Meu artigo publicado hoje (5/4/2012) no O POVO.

Foto de Drawlio Joca. Veja mais em http://www.flickr.com/photos/drawliojoca (clique para ampliar)

STJ: o álcool, as crianças, a moral e a ética
Plínio Bortolotti

Na semana passada o Superior Tribunal de Justiça (STJ) julgou dois processos que provocaram polêmica por todo o país. O primeiro, envolvendo a chamada Lei Seca, que tornou crime dirigir veículos estando o motorista com mais de seis decigramas de álcool por litro de sangue. O segundo, absolvendo um réu acusado de estuprar três meninas de 12 anos de idade.

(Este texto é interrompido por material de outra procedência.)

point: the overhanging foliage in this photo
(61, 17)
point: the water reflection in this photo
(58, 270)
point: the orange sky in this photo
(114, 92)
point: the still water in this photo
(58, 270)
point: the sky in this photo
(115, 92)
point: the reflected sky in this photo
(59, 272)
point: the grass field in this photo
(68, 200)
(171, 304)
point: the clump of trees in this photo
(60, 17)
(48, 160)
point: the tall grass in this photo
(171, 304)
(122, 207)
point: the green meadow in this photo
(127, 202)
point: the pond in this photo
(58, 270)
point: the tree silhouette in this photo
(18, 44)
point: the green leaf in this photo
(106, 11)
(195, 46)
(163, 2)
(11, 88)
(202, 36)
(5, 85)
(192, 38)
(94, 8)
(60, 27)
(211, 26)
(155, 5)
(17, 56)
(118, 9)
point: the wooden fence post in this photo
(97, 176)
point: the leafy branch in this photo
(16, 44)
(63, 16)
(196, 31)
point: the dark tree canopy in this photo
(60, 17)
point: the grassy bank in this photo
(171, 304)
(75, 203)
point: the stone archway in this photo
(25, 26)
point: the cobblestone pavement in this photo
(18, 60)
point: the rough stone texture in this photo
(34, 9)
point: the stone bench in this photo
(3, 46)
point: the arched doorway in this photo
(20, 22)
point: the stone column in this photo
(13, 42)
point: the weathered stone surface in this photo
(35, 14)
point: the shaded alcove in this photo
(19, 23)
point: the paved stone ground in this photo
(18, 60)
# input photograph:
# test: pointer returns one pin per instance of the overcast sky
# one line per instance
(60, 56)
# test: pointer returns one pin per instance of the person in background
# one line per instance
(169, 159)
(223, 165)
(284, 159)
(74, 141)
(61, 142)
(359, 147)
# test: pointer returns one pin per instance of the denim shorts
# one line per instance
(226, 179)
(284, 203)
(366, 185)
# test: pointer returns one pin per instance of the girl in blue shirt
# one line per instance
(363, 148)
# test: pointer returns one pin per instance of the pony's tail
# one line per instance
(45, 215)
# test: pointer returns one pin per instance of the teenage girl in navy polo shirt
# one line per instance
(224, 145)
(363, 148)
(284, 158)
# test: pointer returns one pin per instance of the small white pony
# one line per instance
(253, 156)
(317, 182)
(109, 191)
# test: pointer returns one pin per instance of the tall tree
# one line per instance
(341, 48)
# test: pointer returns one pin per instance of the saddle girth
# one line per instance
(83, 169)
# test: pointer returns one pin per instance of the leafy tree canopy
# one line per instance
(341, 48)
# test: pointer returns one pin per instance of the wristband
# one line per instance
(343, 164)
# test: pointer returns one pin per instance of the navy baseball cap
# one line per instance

Os dois processos mexeram com aquilo que se costuma chamar de “opinião pública”, que aparentemente condenou os dois resultados. Uma das coisas que alguns segmentos jurídicos costumam dizer, em casos assim, é que os tribunais não podem capitular à opinião pública. Concordo. A grita das multidões pode levar ao precipício – e a história já mostrou: muitas vezes leva.

Mas é bom diferenciar: uma coisa é submeter-se à turba; outra é alienar-se da sociedade – outra ainda é temer guiar-se pela ética para encontrar o bom caminho no emaranhado de costumes ultrapassados, por machistas ou preconceituosos.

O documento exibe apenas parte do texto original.